Hierzu erklärt der pro NRW-Vorsitzende Rechtsanwalt Markus Beisicht:

pro-NRW-Vorsitzender Rechtsanwalt Markus Beisicht

„Das von den verbrauchten Altparteien in Dortmund durchgesetzte islamistische Grimmelsiepenprojekt wird in dem Stadtteil eine islamistische Parallelgesellschaft zementieren und ist daher zutiefst integrationsfeindlich. Insbesondere mit dem geplanten Wohngebiet – auch wenn dieses jetzt von der Stadt vermarktet wird, droht die Etablierung einer gefährlichen radikal- islamischen Parallelgesellschaft. Die Scharia droht unser Grundgesetz abzulösen.

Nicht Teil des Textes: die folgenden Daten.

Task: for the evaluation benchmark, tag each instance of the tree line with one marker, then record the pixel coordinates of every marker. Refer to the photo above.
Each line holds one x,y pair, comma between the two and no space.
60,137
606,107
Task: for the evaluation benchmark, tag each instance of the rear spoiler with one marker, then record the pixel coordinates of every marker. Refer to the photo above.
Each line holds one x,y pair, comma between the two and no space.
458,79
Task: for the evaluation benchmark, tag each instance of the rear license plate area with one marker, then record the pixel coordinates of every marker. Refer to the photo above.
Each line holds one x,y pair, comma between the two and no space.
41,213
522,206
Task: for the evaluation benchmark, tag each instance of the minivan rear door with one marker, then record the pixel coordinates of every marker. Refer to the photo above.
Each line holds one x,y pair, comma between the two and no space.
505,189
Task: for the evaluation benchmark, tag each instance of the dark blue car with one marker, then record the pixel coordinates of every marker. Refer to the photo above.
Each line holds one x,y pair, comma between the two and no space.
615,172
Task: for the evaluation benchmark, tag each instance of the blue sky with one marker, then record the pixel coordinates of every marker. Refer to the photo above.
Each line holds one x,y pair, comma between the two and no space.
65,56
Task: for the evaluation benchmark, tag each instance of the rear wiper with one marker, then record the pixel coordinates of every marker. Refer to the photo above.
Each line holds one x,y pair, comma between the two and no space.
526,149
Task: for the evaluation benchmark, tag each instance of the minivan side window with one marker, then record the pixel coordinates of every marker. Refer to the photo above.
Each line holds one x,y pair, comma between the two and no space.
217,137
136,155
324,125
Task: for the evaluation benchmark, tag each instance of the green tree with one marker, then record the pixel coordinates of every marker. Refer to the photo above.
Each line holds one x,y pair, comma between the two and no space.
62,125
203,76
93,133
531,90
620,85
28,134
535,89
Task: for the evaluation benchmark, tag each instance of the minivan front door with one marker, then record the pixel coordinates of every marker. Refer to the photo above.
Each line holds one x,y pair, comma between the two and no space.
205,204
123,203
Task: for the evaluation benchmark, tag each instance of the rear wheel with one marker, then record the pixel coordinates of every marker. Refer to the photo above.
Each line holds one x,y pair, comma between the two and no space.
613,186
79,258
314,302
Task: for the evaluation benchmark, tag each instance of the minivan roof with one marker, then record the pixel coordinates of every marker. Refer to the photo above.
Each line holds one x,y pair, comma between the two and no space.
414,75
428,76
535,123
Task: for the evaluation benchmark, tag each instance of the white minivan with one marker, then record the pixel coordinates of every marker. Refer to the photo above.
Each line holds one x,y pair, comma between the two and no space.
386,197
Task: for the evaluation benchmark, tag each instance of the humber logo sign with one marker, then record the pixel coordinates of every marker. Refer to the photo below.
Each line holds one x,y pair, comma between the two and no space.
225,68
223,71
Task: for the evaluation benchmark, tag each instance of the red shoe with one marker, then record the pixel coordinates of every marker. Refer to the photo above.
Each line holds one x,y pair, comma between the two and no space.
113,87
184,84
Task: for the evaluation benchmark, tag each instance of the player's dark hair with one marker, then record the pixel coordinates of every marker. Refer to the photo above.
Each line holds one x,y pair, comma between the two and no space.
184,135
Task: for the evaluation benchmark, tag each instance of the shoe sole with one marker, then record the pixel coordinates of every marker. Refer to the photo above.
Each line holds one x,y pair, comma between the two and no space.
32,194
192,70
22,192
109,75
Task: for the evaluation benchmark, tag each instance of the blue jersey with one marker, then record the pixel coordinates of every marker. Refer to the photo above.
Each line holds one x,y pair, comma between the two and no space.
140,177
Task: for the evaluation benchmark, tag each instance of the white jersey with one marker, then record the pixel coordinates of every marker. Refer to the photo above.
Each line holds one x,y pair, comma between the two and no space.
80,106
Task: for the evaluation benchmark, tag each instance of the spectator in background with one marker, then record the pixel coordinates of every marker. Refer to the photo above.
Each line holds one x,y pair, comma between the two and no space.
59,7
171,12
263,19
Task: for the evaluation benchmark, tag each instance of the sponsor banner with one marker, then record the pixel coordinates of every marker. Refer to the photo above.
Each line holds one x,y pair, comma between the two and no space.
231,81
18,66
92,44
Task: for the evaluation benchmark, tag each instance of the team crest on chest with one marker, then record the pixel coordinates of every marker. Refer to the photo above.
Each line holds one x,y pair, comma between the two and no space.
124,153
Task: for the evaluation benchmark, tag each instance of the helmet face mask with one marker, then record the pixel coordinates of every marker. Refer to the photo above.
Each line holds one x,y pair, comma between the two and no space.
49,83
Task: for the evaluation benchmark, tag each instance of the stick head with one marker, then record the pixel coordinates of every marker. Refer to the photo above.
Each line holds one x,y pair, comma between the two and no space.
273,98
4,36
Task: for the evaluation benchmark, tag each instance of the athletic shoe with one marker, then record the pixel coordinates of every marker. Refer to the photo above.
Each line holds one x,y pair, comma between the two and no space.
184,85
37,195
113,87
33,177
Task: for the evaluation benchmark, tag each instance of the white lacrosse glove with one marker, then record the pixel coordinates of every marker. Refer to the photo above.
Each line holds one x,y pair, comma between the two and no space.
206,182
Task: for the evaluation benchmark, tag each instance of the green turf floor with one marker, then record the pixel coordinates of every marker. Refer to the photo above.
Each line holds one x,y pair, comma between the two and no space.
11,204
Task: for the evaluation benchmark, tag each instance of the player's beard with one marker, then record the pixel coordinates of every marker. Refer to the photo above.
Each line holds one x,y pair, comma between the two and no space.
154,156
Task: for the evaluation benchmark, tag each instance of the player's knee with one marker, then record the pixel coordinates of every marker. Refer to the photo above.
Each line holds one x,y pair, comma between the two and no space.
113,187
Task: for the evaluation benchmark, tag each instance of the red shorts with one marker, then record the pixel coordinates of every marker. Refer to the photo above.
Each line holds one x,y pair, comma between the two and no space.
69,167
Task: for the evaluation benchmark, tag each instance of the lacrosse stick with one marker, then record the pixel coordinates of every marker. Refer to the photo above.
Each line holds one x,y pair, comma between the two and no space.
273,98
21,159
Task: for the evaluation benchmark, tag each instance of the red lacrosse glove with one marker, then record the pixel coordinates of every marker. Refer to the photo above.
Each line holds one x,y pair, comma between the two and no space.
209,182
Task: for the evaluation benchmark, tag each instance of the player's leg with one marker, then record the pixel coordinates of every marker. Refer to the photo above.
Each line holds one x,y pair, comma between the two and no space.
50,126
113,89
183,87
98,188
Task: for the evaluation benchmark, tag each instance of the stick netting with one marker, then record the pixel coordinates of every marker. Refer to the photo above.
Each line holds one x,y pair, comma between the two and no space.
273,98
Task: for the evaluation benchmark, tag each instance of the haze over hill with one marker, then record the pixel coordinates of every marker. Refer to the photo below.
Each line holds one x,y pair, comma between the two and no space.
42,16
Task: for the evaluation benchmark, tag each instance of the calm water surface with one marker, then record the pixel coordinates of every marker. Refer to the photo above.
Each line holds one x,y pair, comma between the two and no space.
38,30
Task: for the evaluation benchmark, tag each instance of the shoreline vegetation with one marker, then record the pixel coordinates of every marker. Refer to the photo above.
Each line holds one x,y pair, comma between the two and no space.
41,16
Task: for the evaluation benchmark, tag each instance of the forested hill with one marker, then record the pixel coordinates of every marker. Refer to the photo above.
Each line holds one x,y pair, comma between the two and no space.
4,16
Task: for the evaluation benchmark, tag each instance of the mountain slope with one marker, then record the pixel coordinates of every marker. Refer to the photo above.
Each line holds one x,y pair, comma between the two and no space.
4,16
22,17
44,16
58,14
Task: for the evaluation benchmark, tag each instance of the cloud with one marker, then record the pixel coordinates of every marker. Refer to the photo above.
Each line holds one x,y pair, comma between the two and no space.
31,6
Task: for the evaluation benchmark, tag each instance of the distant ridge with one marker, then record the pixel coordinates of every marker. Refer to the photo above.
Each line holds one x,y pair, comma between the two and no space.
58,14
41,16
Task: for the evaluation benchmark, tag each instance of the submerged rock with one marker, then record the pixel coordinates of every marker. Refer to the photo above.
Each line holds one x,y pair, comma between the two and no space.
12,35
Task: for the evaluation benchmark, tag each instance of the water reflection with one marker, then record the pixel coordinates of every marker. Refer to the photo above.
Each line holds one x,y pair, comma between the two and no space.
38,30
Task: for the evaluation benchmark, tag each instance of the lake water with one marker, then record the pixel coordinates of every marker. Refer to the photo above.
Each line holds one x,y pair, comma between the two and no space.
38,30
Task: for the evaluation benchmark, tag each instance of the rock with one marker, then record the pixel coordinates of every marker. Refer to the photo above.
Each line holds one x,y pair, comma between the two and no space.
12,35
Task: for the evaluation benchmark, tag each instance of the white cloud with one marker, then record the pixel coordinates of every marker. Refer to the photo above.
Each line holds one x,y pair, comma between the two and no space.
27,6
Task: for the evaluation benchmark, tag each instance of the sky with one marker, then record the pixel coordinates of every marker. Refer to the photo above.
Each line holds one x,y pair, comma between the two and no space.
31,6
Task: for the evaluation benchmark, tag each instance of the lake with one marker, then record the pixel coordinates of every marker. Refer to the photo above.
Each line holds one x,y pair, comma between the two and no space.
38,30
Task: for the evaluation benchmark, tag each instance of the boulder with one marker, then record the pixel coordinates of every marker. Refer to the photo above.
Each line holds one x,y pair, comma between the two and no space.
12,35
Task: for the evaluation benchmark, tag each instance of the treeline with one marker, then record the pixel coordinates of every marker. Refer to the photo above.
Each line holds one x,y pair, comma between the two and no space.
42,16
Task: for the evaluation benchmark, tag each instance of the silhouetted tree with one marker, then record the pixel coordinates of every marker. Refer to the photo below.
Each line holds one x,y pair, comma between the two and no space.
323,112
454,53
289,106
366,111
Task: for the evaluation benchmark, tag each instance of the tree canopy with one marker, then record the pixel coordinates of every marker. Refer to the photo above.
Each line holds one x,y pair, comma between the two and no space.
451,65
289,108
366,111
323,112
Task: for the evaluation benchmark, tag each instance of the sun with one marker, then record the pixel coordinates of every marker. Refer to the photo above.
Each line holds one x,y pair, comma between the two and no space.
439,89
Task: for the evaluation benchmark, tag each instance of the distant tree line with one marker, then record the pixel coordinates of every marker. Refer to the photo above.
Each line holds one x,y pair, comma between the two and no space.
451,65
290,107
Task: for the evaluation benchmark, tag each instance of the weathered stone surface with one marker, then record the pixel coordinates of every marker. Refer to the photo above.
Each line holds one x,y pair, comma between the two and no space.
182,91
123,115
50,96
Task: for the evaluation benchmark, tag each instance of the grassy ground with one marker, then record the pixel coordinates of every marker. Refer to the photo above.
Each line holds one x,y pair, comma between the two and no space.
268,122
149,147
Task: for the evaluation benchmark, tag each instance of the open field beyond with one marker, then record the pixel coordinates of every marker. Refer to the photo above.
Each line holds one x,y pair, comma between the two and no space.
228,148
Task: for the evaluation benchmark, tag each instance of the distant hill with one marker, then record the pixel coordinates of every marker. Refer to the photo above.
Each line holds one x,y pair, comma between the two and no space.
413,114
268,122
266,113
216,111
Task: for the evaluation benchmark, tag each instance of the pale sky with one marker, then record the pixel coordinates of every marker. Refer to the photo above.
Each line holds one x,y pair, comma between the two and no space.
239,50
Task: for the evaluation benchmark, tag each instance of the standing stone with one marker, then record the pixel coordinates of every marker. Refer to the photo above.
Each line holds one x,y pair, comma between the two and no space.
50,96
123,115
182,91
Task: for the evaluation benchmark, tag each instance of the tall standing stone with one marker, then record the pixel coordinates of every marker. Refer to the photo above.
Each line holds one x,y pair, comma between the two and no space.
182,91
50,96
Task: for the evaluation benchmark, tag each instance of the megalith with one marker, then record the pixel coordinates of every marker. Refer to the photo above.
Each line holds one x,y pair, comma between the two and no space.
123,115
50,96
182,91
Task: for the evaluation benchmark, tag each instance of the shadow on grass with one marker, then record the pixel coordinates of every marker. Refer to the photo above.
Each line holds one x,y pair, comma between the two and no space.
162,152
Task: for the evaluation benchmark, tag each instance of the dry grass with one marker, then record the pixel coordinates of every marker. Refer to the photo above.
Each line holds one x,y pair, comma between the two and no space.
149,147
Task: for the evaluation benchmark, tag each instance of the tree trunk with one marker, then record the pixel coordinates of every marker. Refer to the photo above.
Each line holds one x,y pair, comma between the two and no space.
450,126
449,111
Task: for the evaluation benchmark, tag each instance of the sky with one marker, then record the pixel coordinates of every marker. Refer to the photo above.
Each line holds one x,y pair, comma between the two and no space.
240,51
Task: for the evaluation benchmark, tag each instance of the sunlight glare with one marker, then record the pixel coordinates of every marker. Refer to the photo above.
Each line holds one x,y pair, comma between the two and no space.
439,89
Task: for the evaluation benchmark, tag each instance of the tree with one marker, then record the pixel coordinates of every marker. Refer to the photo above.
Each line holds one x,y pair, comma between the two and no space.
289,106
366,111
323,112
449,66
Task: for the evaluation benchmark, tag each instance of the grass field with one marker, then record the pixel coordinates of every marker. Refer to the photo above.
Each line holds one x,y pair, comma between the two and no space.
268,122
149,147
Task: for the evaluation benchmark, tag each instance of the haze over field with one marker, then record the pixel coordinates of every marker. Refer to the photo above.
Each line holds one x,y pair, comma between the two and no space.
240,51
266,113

Pro NRW wird diese verhängnissvolle Entwicklung nicht tatenlos hinnehmen. In den nächsten Wochen wird eine öffentlichkeitswirksame Kampagne gegen das umstrittene Multi-Kulti-Prestigeobjekt mit Flyern und Petitionen gestartet werden. Daneben sind auch diverse Mahnwachen sowie eine große Protestkundgebung geplant. Pro NRW wird nun auch in Dortmund gegen Moscheebauten, Minarette und Muezzinruf mobil machen. Dem Dortmunder Stadtteil Hörde stehen in den kommenden Wochen und Monaten lebhafte politische Debatten bevor.